The mission of the MinuteMBA is to provide a comprehensive resource to online MBA aspirants.  An important part of this mission is the group's set of videos on various topics related to the course of study students will encounter.  And this brings me back to the reason for the post -- the notion that government shouldn't be run like a business -- and why a dilettante like me is supremely comfortable passing judgement.

This short video identifies three reasons to support its proposition, based on three important adversarial relationships: 1. Profits vs People; 2. Shareholders vs Citizens; 3. Customers vs Constituents. The brightest among you (potential MBA candidates) will see the alignment of profits, shareholders and customers against people, citizens and constituents.  As the video correctly notes, the business of business (and its legal obligation) is to generate profits and maximize shareholder return, while the business of government (and what should be its legal obligation) is, perhaps naively, to serve the common good.  This view of business is generally accepted, if not heavily reinforced, through a constant drumbeat in the (corporate controlled) media.  The expectation of government as serving the common good, however, has increasingly come under attack in our increasingly de-regulated and globalized political environment.

The video hints at the notion of benefits sought by people, citizens and constituents that government is uniquely positioned to deliver. This notion is tied to the common good, or the more arcane term commonwealth.  Canada identifies itself as a member of the Commonwealth Group of Nations -- so too the US, Britain and 50 others.  The term dates from the 15th century, and its original meaning is "a political community founded for the common good".  

That meaning has been purposely and inexorably minimized by the rise of corporations and the governments they have captured, and that trend is (imho) at the heart of the MinuteMBA video.  The notion of common good, common well-being, is decidedly at odds with the unfettered pursuit of profit, and the attendant rise in the power of corporations and special interests over government.  And governments (notably the Harper government in Canada) create selective (and often, false) imperatives -- the economy and jobs, crime, the military, patriotism -- to give cover to their ideological convictions over the well-being of the people collectively. 

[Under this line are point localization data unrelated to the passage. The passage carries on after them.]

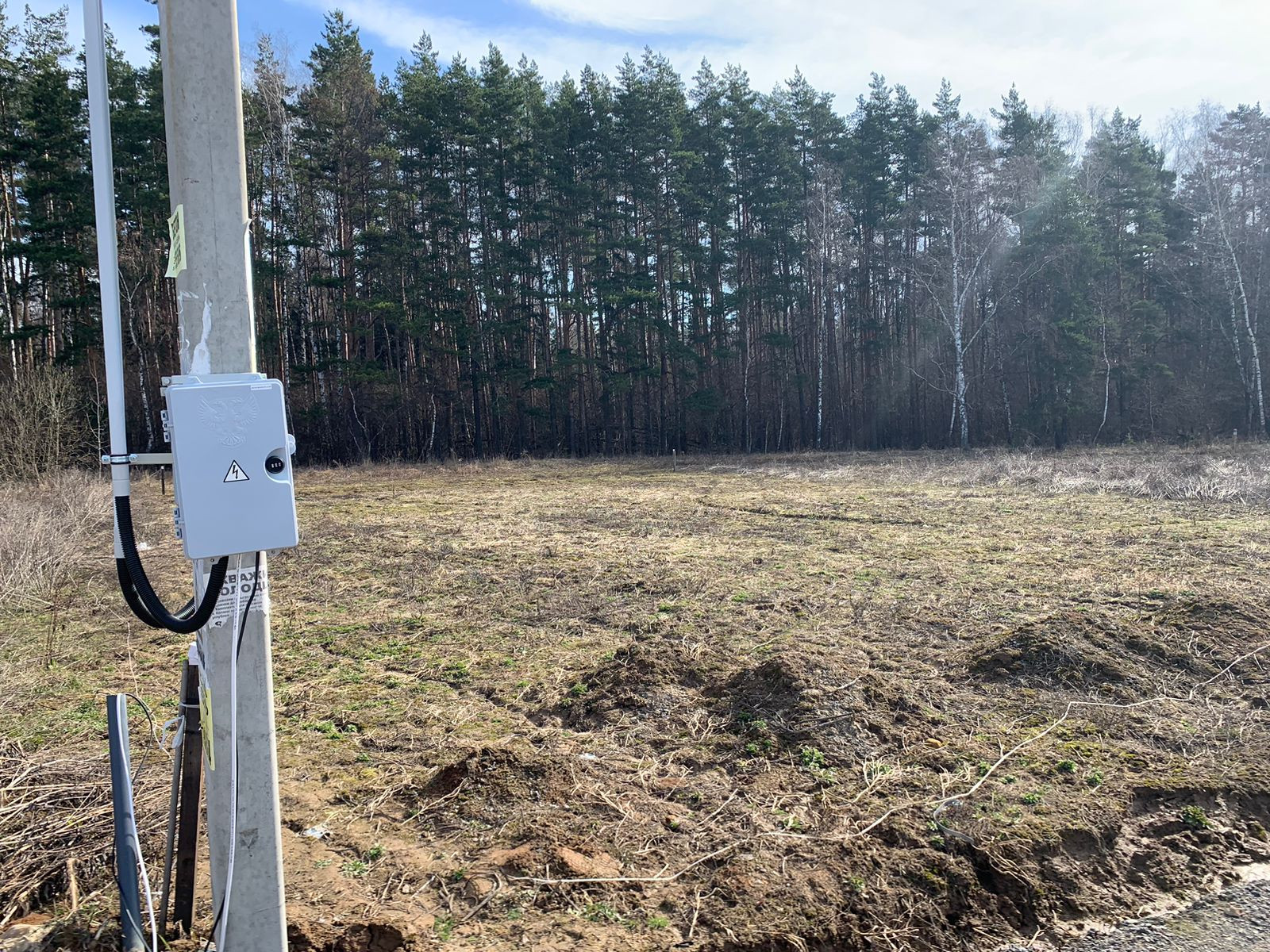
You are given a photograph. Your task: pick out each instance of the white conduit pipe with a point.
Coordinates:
(107, 247)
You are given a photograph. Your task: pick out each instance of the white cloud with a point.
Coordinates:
(1146, 56)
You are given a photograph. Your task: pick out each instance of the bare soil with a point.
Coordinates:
(734, 704)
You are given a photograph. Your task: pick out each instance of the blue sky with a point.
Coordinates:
(1147, 56)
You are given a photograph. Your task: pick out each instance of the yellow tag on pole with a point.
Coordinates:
(205, 717)
(177, 238)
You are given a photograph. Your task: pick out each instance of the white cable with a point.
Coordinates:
(229, 863)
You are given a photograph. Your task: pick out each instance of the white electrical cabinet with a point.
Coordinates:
(232, 463)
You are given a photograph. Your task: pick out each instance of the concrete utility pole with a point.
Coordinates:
(207, 177)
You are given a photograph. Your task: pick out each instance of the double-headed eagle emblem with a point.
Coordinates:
(229, 418)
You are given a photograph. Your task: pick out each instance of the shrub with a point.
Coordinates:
(42, 423)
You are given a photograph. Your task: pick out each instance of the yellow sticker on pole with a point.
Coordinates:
(177, 239)
(205, 719)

As governments around the world have been captured by commerce, it is particularly fitting on this day of the IPCC's 5th Report on Climate Change that I post the MinuteMBA video.  We have lost the collective sense of the importance of commonwealth -- the release of CO2 into the atmosphere is the most powerful and timely example of the struggle between profit and people, shareholders and citizens, customers and constituents.  The unregulated release of the fossil-fuel industry's primary waste bi-product is an existential threat to our species and life on Earth. 

Postscript.  I urge you, dear reader, to learn all you can about the science of climate change.  The deniers and sceptics are ill-informed (at best), or willfully ignorant (at worst), in support of the profit vs people motive.  Become aware, and challenge the deniers (especially those in government, industry and the corporate sponsored media) at every single opportunity.  Maybe, just maybe, the IPCC Report will begin to tilt public opinion against the climate change deniers in government, as well as the multitude of corporate and media shills.

And I urge you to access the MinuteMBA at your first convenience. The material presented there is valuable source of reference to everyone, not just those chasing the exalted three letters -- another interesting example of their work is this: "Why Women Make Better Business Leaders".

By David.


Your musical accompaniment for the day: Say What, from Stevie Ray Vaughn's Soul to Soul album.  One of the greatest blues guitarists EVER, and a great way to end the week.  Enjoy.